On our seas the introduction of the Arctic Offshore Patrol Vessel will go some ways to providing presence and response, notwithstanding its somewhat prosaic closing speed and a restrained capability to operate in our True North. The Surface Combatant project seems to have continued an unaltered approach to Canada’s involvement in the global commons. For a nation whose economy floats on saltwater, contributing to the freedom of navigation seems a reasonable strategic choice.

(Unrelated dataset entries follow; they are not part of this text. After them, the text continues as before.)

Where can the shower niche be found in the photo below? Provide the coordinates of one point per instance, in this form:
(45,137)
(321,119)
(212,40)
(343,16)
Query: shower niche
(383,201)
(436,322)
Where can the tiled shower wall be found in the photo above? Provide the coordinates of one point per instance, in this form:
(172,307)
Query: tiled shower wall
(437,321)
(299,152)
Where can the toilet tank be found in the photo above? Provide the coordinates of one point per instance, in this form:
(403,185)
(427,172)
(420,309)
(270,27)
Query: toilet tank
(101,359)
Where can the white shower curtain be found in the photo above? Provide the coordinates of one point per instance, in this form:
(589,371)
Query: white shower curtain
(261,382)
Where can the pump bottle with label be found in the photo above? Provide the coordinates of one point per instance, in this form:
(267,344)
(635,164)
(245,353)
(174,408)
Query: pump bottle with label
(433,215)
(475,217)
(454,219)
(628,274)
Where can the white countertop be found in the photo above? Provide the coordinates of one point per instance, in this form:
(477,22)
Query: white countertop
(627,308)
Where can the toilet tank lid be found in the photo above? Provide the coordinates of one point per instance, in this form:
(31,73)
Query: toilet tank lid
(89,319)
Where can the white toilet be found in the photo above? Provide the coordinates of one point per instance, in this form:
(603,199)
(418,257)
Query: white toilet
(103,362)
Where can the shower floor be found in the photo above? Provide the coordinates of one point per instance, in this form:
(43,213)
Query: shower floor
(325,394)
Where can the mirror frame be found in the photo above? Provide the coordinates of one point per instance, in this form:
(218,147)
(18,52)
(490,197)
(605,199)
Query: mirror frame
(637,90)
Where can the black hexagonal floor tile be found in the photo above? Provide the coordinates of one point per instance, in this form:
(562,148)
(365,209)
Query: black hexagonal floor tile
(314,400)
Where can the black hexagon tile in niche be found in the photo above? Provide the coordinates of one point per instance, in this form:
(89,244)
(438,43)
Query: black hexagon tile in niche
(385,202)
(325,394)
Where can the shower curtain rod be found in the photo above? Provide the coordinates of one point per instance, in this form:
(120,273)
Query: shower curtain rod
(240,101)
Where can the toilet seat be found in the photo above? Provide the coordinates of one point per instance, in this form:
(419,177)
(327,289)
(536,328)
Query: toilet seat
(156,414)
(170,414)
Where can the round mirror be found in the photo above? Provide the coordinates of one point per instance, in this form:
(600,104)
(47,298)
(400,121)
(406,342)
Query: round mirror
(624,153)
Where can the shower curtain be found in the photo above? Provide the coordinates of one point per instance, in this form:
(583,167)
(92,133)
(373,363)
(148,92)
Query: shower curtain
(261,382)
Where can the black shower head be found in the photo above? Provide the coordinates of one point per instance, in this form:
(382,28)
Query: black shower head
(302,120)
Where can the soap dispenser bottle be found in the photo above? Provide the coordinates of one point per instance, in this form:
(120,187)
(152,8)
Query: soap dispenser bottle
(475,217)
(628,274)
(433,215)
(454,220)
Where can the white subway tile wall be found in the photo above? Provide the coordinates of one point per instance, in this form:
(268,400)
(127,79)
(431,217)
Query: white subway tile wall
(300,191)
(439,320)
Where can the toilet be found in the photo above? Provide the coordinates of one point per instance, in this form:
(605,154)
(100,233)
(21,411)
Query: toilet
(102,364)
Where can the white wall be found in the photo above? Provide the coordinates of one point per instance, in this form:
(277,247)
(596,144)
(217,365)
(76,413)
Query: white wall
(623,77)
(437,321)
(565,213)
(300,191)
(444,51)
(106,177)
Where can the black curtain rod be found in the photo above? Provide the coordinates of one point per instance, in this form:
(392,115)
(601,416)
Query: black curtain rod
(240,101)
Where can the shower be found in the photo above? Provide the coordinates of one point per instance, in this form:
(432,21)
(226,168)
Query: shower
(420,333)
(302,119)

This leaves the Army, which has remained focused on a general combat capability. Notwithstanding its repeatedly excellent performance whenever tasked the question that remains begging is: Are we asking it to perform the right tasks? After all, expeditionary operations are discretionary. Canada chooses not just “if” it gets involved but equally consequentially “how” it might do so. The decades long commitment to building a more effective conventional force best suited to a 1970’s version of Western Europe may now have usefully run its course. In Churchillian fashion, this crisis should not go to waste and the government has an opportunity to spell that out.
Budgets are macro policy statements providing updated direction as to how each department will prioritize and how they will implement those priorities. In the wake of unprecedented and unforeseen challenges, now might be the time to rethink Canada’s future defence capability set. Difficult and costly decisions will only become more difficult and more costly in the future. A refresh of Canada in the world, that is, an actual Foreign Policy is what is now needed, when combined with an equally much needed Security Policy the basic planks would be set for a refresh of the Defence Policy. Lacking both of these efforts suggests yet another exercise in messaging as opposed to substantive and necessary evolution to meet future needs. Without being prescriptive, such a refresh should surely abandon the decades old status quo of a CAF that looks remarkably similar to a 1970’s version of itself.
The world has changed dramatically, Canada has an opportunity to be holistic in its response laying out its vision of Foreign and Security Policy and how that will be translated into a Defence Policy. Regardless of the issue, the latest pandemic reminds us of the cost of not being sufficiently prepared.